The ol’ “too much of a good thing” comes into effect in so many ways, and often well outside the parameters that we expect. Take planning and goal setting for instance. One of the bonus points we received for being human was our ability to take present moment information and use it to make future decisions. This super-power is what allows us to be creative and strategic beings, as well as being a key element in our survival as a whole. But while planning is a very useful skill, sticking doggedly to a set plan can blinker us to the reality of our present moment and cause our unraveling in both minor and major ways.
Think of it this way: as we move through life, we are endlessly constructing mental models and maps that allow us to navigate our day-to-day with a sense of ease and certainty. They form a part of our unconscious programming, a way that the brain maximizes our efficiency.
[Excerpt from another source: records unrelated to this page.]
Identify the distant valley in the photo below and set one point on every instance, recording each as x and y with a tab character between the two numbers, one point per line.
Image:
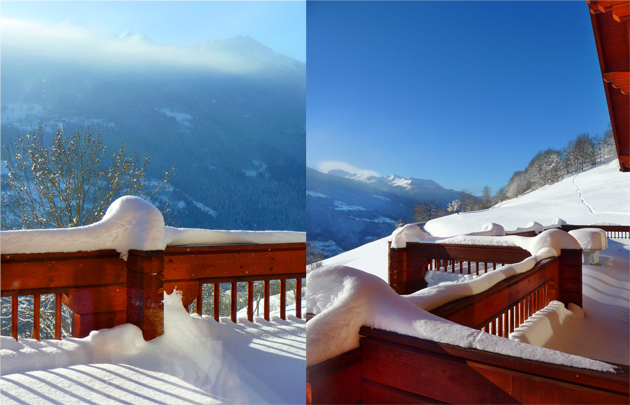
345	210
228	115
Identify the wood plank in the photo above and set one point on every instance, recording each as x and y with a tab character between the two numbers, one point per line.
618	383
335	381
97	299
374	393
298	299
621	12
490	254
621	82
476	310
82	325
36	316
32	274
432	375
228	261
613	76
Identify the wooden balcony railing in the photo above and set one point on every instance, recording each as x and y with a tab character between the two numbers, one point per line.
102	290
505	306
392	368
612	231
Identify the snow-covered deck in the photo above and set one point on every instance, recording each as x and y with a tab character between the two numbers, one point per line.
197	361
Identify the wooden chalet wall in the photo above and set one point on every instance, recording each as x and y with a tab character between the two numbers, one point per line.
611	28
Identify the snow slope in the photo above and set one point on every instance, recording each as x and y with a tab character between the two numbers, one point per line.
600	195
597	196
132	223
604	188
197	360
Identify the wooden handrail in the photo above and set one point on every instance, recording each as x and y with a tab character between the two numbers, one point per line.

After all, we don’t want to have to be making the same decisions day in and day out when we can form our model and map and use that to draw our information from.
A plan is a form of a mental model (mental models incidentally are part of the function of our sympathetic nervous system, but more on that tomorrow); we have formulated the lay of the land in our mind’s eye and now we only need to take action to follow through.
And herein lies the hitch: This strategy works for as long as our mental model and reality coincide. When they don’t, we have a serious problem on our hands. That is when we try to match our mental model to our circumstances and ignore the signs and signals of things that are telling us to pay attention. We are no longer in the moment; we are instead seduced by the model in our minds.
Studies have shown that failures of survival by seriously experienced people faced with potentially life-threatening situations- lost in the wilderness for example- have come about through those same people supplanting a mental model on situations that the reality is out of sync with. We may not be in the same danger day to day with our horses, but it’s easy to get ourselves into a sticky spot by rigidly following a plan or ignoring what your horse is telling you because you have formed a fixed opinion about them and their range of behaviors. It’s this sort of complacency and lack of attention that leads to the “out of the blue” moments; accidents that come from following a plan that is out of sync with the moment.
Have your plan, but hold it loosely in your hands. Pay attention to what’s in front of you and have the information you gain from that inform where you take things from moment to moment.